In 2001, my husband and I were trying for a family and it wasn't happening. After 9/11, I blamed my job entirely for creating such stress and left my position to work to take over my Father's CPA practice in Norristown PA. In the meantime, I got my Real Estate License because my husband, who has his own business, was building houses and we figured "it couldn't hurt". I worked with Dad for a few years and also parttime at a bank, for the benefits mainly. Then moved onto another career in the Payroll Industry. After 4 years of that....I decided to devote all of my time and efforts towards my own career in Real Estate. Anyone that knows me, knows that I always wanted my own business...even when I was little. Now I can give my 110% towards something that I can control (to some degree) and reap any benefits that come along the way. Still no kids...but we are settling into our new lives. My husband and I have learned together (Thank God!) to be goal oriented like we have never been before.
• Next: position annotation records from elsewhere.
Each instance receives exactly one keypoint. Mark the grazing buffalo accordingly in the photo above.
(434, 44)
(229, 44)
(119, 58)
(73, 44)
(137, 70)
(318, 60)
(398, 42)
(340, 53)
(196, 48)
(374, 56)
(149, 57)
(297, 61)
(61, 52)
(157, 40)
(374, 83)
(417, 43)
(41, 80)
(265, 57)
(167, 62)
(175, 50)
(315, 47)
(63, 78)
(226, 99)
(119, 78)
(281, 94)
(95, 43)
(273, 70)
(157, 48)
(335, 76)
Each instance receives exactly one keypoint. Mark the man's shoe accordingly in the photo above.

2001 doesn't seem that long ago, but man...has my life changed. With the anniversary of the most tragic event in our country's recent history (if not, ever!) I realize that my life changed..but it was due to my own choices, whereas the victims and their families had their lives ripped away and tossed around and I wouldn't be surprised to hear if many are still trying to pick up the pieces of what was left behind even now. My heart goes out to the wifes, the husbands, the children, the parents, the friends and the survivors. So scary are the thoughts of what those few hours made us all realize:
Be good to the people in your life. Make amends every day. Care about things deeply. Live your life with passion. Fix the wrongs that you come across. Pay attention to your surroundings. Help others. Take nothing for granted...ever. And most of all, tell and show people that they are loved, often.
Thanks for reading. Please feel free to add your own 9/11 reflections.